Nel settore delle costruzioni gli andamenti sono più difficili da spiegare. È il solo comparto in cui si sia registrato un aumento dell’occupazione, sia al Nord che al Sud: addirittura, nel Mezzogiorno gli occupati sono aumentati del 2,4% (+0,6% al Centro-Nord), pur in presenza di un’analoga caduta del Pil settoriale (-6% o poco discosto). Forse ha giocato il ruolo di ‘rifugio’ per l’attività nelle costruzioni: coloro che sono stati espulsi da altri comparti hanno cercato lavoro – con ogni probabilità poco remunerato – in un comparto magmatico quale è quello delle costruzioni (che comprende anche i lavori di ristrutturazione e di manutenzione del patrimonio immobiliare, che hanno beneficiato di generosi incentivi fiscali).

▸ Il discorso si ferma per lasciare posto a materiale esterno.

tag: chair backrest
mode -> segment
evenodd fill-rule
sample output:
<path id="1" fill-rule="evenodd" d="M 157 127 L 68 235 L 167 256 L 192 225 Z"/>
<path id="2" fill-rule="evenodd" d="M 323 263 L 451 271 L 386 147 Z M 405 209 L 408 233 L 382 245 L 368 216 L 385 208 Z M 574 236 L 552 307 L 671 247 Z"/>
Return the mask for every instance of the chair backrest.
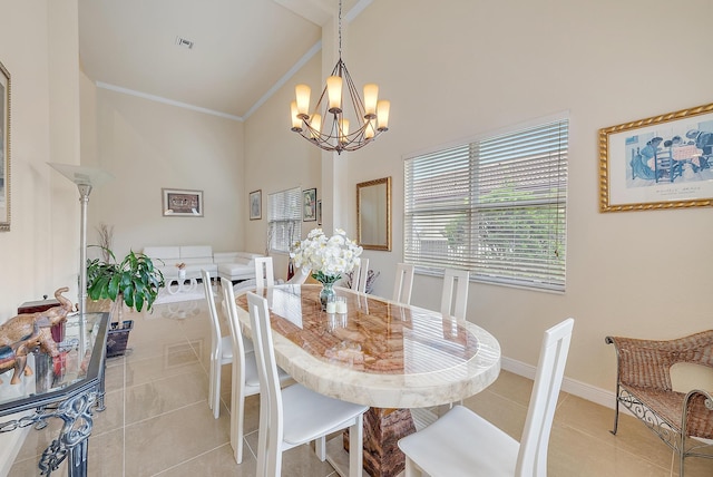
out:
<path id="1" fill-rule="evenodd" d="M 413 288 L 413 265 L 397 263 L 397 279 L 393 284 L 393 301 L 411 304 L 411 289 Z"/>
<path id="2" fill-rule="evenodd" d="M 287 283 L 290 285 L 301 285 L 302 283 L 305 282 L 307 276 L 310 276 L 310 272 L 312 272 L 312 271 L 311 270 L 304 270 L 304 267 L 301 266 L 294 273 L 294 276 L 292 279 L 287 280 L 285 283 Z"/>
<path id="3" fill-rule="evenodd" d="M 443 293 L 441 294 L 441 313 L 445 317 L 456 317 L 459 320 L 466 319 L 466 306 L 468 305 L 468 281 L 470 273 L 467 270 L 446 269 L 443 271 Z M 453 305 L 453 285 L 457 283 L 456 300 Z M 451 308 L 452 311 L 451 311 Z"/>
<path id="4" fill-rule="evenodd" d="M 205 300 L 208 302 L 208 314 L 211 315 L 211 350 L 213 353 L 217 352 L 218 343 L 221 342 L 221 322 L 218 321 L 218 312 L 215 308 L 215 298 L 213 296 L 213 288 L 211 286 L 211 274 L 207 270 L 202 269 L 201 275 L 203 278 L 203 290 L 205 292 Z M 221 357 L 214 357 L 219 359 Z"/>
<path id="5" fill-rule="evenodd" d="M 255 293 L 247 292 L 247 308 L 250 311 L 250 324 L 255 345 L 255 361 L 257 374 L 260 374 L 260 434 L 257 436 L 257 475 L 276 475 L 273 464 L 261 461 L 260 456 L 267 455 L 267 446 L 282 446 L 282 392 L 275 350 L 272 344 L 272 328 L 270 325 L 270 311 L 267 300 Z M 265 426 L 263 427 L 263 422 Z M 263 432 L 263 429 L 265 432 Z M 261 452 L 262 449 L 262 452 Z M 267 459 L 271 460 L 272 459 Z"/>
<path id="6" fill-rule="evenodd" d="M 365 293 L 369 276 L 369 259 L 356 259 L 352 274 L 352 290 Z"/>
<path id="7" fill-rule="evenodd" d="M 515 475 L 547 476 L 547 446 L 555 418 L 557 397 L 567 363 L 569 341 L 575 320 L 566 319 L 545 331 L 537 363 L 537 373 L 520 439 Z"/>
<path id="8" fill-rule="evenodd" d="M 272 256 L 258 256 L 255 261 L 255 286 L 264 289 L 275 285 L 275 273 L 272 266 Z"/>
<path id="9" fill-rule="evenodd" d="M 237 363 L 240 367 L 238 376 L 245 376 L 245 342 L 243 341 L 243 332 L 237 318 L 233 282 L 221 276 L 221 288 L 223 289 L 223 303 L 227 314 L 227 324 L 231 328 L 231 338 L 233 339 L 233 366 Z"/>

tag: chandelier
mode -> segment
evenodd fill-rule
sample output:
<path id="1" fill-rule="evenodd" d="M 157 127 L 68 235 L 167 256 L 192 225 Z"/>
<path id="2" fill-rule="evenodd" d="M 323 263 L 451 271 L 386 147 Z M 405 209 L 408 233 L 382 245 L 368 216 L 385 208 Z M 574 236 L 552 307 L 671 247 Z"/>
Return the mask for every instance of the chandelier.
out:
<path id="1" fill-rule="evenodd" d="M 342 1 L 339 2 L 339 61 L 310 114 L 310 87 L 295 87 L 291 104 L 292 130 L 324 150 L 356 150 L 389 130 L 390 103 L 379 97 L 379 86 L 364 85 L 364 99 L 342 61 Z M 345 95 L 349 95 L 346 98 Z M 346 99 L 346 101 L 344 100 Z M 354 127 L 350 129 L 350 125 Z M 350 132 L 351 130 L 351 132 Z"/>

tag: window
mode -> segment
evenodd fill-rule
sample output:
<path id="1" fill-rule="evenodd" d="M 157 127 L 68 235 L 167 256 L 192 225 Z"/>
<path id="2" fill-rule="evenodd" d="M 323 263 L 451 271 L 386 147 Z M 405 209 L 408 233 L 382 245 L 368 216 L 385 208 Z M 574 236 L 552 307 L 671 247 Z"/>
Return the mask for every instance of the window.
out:
<path id="1" fill-rule="evenodd" d="M 565 290 L 568 120 L 404 163 L 404 261 L 421 273 Z"/>
<path id="2" fill-rule="evenodd" d="M 267 196 L 267 242 L 273 252 L 290 252 L 300 234 L 302 191 L 300 187 Z"/>

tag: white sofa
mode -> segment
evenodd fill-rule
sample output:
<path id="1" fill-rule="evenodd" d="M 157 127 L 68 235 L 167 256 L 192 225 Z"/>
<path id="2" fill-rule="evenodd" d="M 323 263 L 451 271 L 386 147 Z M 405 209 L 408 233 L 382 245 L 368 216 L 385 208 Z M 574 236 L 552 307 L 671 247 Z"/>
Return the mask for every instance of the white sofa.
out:
<path id="1" fill-rule="evenodd" d="M 255 262 L 258 253 L 248 252 L 225 252 L 214 255 L 217 265 L 218 276 L 231 282 L 243 281 L 255 278 Z"/>
<path id="2" fill-rule="evenodd" d="M 178 263 L 186 264 L 187 279 L 199 279 L 202 269 L 207 270 L 211 276 L 218 276 L 223 270 L 219 276 L 232 281 L 254 279 L 253 259 L 261 256 L 247 252 L 213 253 L 211 245 L 146 246 L 144 254 L 154 261 L 154 266 L 162 271 L 166 280 L 178 278 Z"/>

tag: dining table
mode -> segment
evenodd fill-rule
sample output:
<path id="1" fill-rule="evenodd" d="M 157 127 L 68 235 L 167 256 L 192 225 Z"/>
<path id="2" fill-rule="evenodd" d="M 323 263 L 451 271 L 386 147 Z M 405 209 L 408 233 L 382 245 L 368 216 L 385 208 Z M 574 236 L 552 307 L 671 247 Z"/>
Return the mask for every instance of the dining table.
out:
<path id="1" fill-rule="evenodd" d="M 346 310 L 328 313 L 321 289 L 307 283 L 248 291 L 267 299 L 277 364 L 306 388 L 369 406 L 364 471 L 397 476 L 404 468 L 398 441 L 417 430 L 413 412 L 486 389 L 500 372 L 500 344 L 469 321 L 340 286 L 334 290 Z M 246 295 L 236 303 L 241 328 L 252 337 Z M 340 452 L 349 450 L 346 436 L 332 440 L 340 441 Z M 328 458 L 344 475 L 345 459 L 331 456 L 334 448 Z"/>

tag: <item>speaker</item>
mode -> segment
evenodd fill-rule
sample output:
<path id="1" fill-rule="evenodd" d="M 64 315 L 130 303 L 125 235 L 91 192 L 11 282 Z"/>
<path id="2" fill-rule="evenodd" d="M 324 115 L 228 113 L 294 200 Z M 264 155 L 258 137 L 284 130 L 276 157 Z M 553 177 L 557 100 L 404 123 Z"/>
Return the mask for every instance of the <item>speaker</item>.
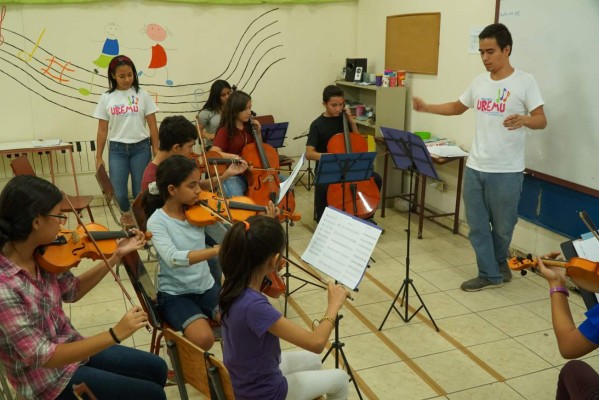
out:
<path id="1" fill-rule="evenodd" d="M 356 77 L 356 69 L 362 68 L 362 76 L 366 73 L 366 58 L 346 58 L 345 59 L 345 80 L 353 82 Z"/>

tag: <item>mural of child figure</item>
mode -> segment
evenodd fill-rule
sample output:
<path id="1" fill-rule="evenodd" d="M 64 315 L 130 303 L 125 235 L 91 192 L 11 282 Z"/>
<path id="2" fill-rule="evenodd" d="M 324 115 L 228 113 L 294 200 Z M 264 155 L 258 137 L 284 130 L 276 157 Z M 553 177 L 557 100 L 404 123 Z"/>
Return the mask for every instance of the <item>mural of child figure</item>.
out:
<path id="1" fill-rule="evenodd" d="M 104 29 L 106 34 L 106 40 L 104 40 L 104 46 L 102 46 L 102 54 L 93 62 L 100 68 L 108 68 L 108 64 L 119 54 L 119 39 L 118 36 L 121 33 L 121 27 L 115 23 L 106 25 Z"/>
<path id="2" fill-rule="evenodd" d="M 154 42 L 157 42 L 154 46 L 152 46 L 152 58 L 150 60 L 150 64 L 148 65 L 148 69 L 153 70 L 153 73 L 150 75 L 147 71 L 139 71 L 137 75 L 142 76 L 145 74 L 146 76 L 153 77 L 156 75 L 157 69 L 164 68 L 166 71 L 166 84 L 172 86 L 173 81 L 168 78 L 168 68 L 166 67 L 166 50 L 158 43 L 163 42 L 166 39 L 166 29 L 158 24 L 149 24 L 146 27 L 146 35 L 148 35 L 148 37 Z"/>

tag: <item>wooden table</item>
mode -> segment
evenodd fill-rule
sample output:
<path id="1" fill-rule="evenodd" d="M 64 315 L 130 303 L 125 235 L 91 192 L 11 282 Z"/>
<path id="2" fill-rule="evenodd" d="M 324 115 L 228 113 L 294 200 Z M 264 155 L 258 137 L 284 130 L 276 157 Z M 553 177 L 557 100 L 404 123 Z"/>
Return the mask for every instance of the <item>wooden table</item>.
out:
<path id="1" fill-rule="evenodd" d="M 384 143 L 384 139 L 381 137 L 375 138 L 377 143 Z M 426 176 L 416 174 L 416 184 L 414 185 L 415 192 L 414 193 L 403 193 L 399 195 L 387 196 L 387 175 L 389 168 L 389 152 L 385 153 L 385 163 L 383 167 L 383 188 L 382 188 L 382 206 L 381 206 L 381 217 L 385 218 L 385 208 L 386 208 L 386 200 L 393 199 L 396 197 L 407 198 L 408 196 L 414 196 L 414 202 L 412 204 L 412 211 L 418 214 L 418 239 L 422 239 L 422 230 L 424 226 L 424 220 L 428 219 L 433 222 L 437 222 L 439 225 L 451 230 L 454 234 L 458 233 L 459 222 L 460 222 L 460 202 L 462 196 L 462 180 L 464 178 L 464 164 L 466 157 L 433 157 L 431 156 L 433 163 L 436 165 L 447 164 L 452 161 L 459 161 L 459 170 L 458 170 L 458 181 L 457 181 L 457 191 L 455 197 L 455 209 L 450 213 L 438 213 L 430 208 L 427 208 L 425 205 L 425 196 L 426 196 Z M 411 190 L 412 188 L 410 188 Z M 419 189 L 419 190 L 418 190 Z M 420 193 L 419 193 L 420 192 Z M 426 215 L 428 214 L 428 215 Z M 435 221 L 435 218 L 439 217 L 450 217 L 453 215 L 453 226 L 448 227 Z"/>
<path id="2" fill-rule="evenodd" d="M 71 143 L 61 143 L 53 146 L 36 147 L 29 142 L 11 142 L 0 143 L 0 155 L 21 155 L 21 154 L 48 154 L 48 163 L 50 164 L 50 177 L 52 183 L 55 182 L 54 177 L 54 156 L 57 151 L 68 151 L 71 160 L 71 171 L 73 172 L 73 181 L 75 183 L 75 193 L 79 196 L 79 185 L 77 183 L 77 173 L 75 172 L 75 160 L 73 159 L 73 145 Z"/>

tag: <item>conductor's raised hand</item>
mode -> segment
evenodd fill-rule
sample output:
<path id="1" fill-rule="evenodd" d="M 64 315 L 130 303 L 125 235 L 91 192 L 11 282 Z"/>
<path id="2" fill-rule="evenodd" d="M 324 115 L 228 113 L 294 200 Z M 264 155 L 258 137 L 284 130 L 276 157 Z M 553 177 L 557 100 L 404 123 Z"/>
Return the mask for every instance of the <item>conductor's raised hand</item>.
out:
<path id="1" fill-rule="evenodd" d="M 141 307 L 134 306 L 127 311 L 113 330 L 116 337 L 122 342 L 133 335 L 138 329 L 145 327 L 147 323 L 148 314 L 146 314 Z"/>
<path id="2" fill-rule="evenodd" d="M 329 282 L 328 295 L 329 305 L 339 311 L 343 307 L 345 299 L 349 297 L 349 291 L 339 284 Z"/>

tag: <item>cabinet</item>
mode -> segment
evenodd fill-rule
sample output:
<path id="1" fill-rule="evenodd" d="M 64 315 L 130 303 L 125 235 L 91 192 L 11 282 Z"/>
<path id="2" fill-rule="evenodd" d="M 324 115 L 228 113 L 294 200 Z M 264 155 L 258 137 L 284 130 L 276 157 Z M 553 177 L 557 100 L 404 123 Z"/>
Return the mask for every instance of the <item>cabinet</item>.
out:
<path id="1" fill-rule="evenodd" d="M 376 117 L 375 123 L 372 124 L 368 121 L 356 120 L 360 133 L 380 137 L 382 136 L 379 129 L 381 126 L 401 130 L 405 129 L 407 98 L 407 89 L 405 86 L 364 86 L 346 81 L 337 81 L 336 85 L 343 89 L 345 92 L 345 99 L 349 100 L 349 102 L 372 107 Z M 379 142 L 376 144 L 376 147 L 376 152 L 378 154 L 387 151 L 387 147 L 384 143 Z M 384 157 L 377 157 L 374 170 L 383 176 L 385 172 L 384 169 Z M 389 168 L 387 173 L 387 188 L 385 191 L 388 198 L 385 200 L 385 205 L 392 206 L 392 197 L 403 193 L 402 171 Z"/>
<path id="2" fill-rule="evenodd" d="M 336 85 L 345 92 L 346 100 L 351 103 L 372 107 L 376 117 L 374 124 L 358 121 L 360 133 L 381 136 L 379 127 L 405 129 L 406 119 L 406 87 L 363 86 L 352 82 L 337 81 Z"/>

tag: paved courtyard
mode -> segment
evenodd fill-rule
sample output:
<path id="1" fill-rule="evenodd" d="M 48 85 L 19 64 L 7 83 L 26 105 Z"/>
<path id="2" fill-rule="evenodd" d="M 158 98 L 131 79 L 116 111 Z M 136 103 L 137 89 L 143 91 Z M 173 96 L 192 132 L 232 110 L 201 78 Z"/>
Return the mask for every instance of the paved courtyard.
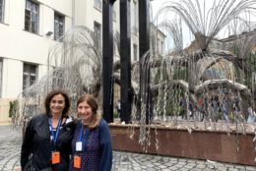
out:
<path id="1" fill-rule="evenodd" d="M 21 133 L 0 126 L 0 171 L 20 171 Z M 113 152 L 112 171 L 256 171 L 256 167 L 216 161 Z"/>

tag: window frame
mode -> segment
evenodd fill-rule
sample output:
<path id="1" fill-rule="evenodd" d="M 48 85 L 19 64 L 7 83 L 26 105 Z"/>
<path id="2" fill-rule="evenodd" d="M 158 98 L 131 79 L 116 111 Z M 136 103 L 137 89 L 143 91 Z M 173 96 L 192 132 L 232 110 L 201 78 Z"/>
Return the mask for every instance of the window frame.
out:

Insomma, l’attività economica nel Mezzogiorno ha tenuto meglio (meno peggio) di quella del resto del Paese. Questo “meno peggio’ è dovuto alle ‘ragioni sbagliate’: la relativa arretratezza del Sud. Si vorrebbe che questa paradossale tenuta sia l’annuncio di una serie: dove il ‘meno peggio’ si trasformi in ‘più meglio’, e non per le ragioni sbagliate ma per le ragioni buone: per una politica di sostegno pubblico che finalmente esca dalle secche di decenni di iniquità nella distribuzione delle risorse e liberi le energie nascoste sfruttando quel giacimento di crescita potenziale che è il Mezzogiorno. Probabilmente la ripresa oggi in corso (se non sarà deragliata dalla variante Delta) sarà più pronunciata al Nord, per ragioni simmetriche a quelle descritte sopra. Ma dal 2022 in poi “si parrà la nobilitate” del PNRR nel condurre finalmente a convergenza le due parti di un Paese che da troppo tempo soffre un’amara cesura nei redditi, nell’occupazione e nel benessere.